Was die Niederlande von Deutschland in bezug auf Antirassismus und multikulturelle Gesellschaft unterscheidet, ist neben der verflochteneren Infrastruktur, die relativ umfangreiche staatliche Unterstützung dieser Organisationen. Zudem wird hier das Faktum, dass die Niederlande multikulturell sind, von Regierungsseite nicht geleugnet. Sich hier einbürgern zu lassen oder zwei Nationalitäten zu haben, ist einfacher, unter anderem, weil hier viele Menschen aus den ehemaligen Kolonien leben.

Seit längerer Zeit bin ich zusätzlich für das Zusammenstellen von Informationsständen zuständig. Da wir nicht so viele Freiwillige haben, suche ich die anzunehmenden Anfragen aus und gehe oft selbst mit, zuletzt z.B. auf das Straßenfest im Stadtteil Vreewijk im Südteil von Rotterdam, der durch die meisten Wähler rechtsextremer Parteien "glänzt". Das Schöne an dieser Arbeit ist der direkte Kontakt mit Menschen.

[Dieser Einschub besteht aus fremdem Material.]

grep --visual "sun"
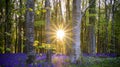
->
[49,23,73,43]
[56,29,65,40]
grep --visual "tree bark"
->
[89,0,96,55]
[25,0,35,64]
[4,0,12,53]
[45,0,51,62]
[71,0,82,63]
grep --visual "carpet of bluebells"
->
[0,53,120,67]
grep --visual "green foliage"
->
[6,48,11,52]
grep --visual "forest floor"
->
[0,53,120,67]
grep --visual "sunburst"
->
[49,23,73,43]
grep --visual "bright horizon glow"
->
[56,29,65,40]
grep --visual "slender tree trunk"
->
[5,0,11,53]
[111,0,115,53]
[18,0,22,52]
[71,0,82,63]
[89,0,96,55]
[25,0,35,64]
[45,0,51,62]
[103,0,109,53]
[97,0,101,53]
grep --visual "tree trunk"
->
[18,0,22,52]
[25,0,35,64]
[89,0,96,55]
[5,0,11,53]
[45,0,51,62]
[71,0,82,63]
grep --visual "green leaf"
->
[42,9,46,13]
[29,8,33,11]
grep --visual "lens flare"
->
[56,29,65,40]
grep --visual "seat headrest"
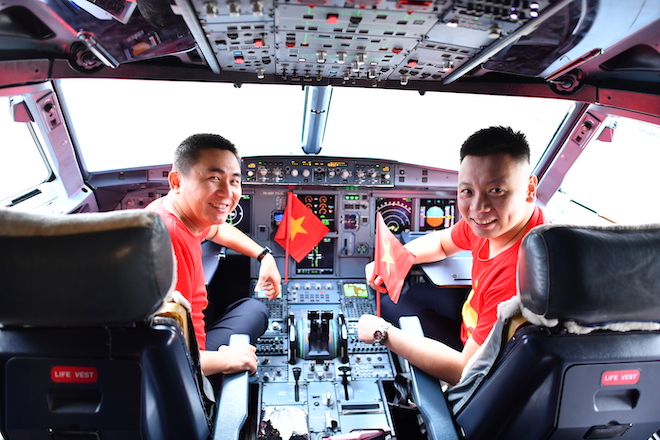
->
[518,224,660,326]
[0,208,174,327]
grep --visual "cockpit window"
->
[547,117,660,225]
[0,96,50,205]
[321,87,573,170]
[59,79,573,172]
[59,79,305,172]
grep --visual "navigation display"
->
[296,237,335,275]
[374,197,412,234]
[344,283,369,298]
[419,199,456,231]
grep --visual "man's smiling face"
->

Wenn ich jetzt, nach einem Jahr, an das Vorbereitungsseminar zurückdenke, so habe ich die einsatzfeldspezifischen Arbeitsgruppen am positivsten in Erinnerung, in denen wir uns damit auseinander setzten, was wir uns unter Büroarbeit vorstellten. Da ging es auch darum, dass Büroarbeit genauso wichtig sei wie aktionsgerichtete Arbeit.
Dies ist etwas, was man sehr schnell vergisst, und was auch nicht immer leicht zu glauben ist. Denn wenn man jemandem Informationen zusendet, dann sind die Ergebnisse für mich nicht immer sichtbar; ein feedback ist eher die Ausnahme. Es fällt manchmal nicht leicht, die Arbeit nicht als gewöhnlichen "alledaagse" Bürojob zu sehen.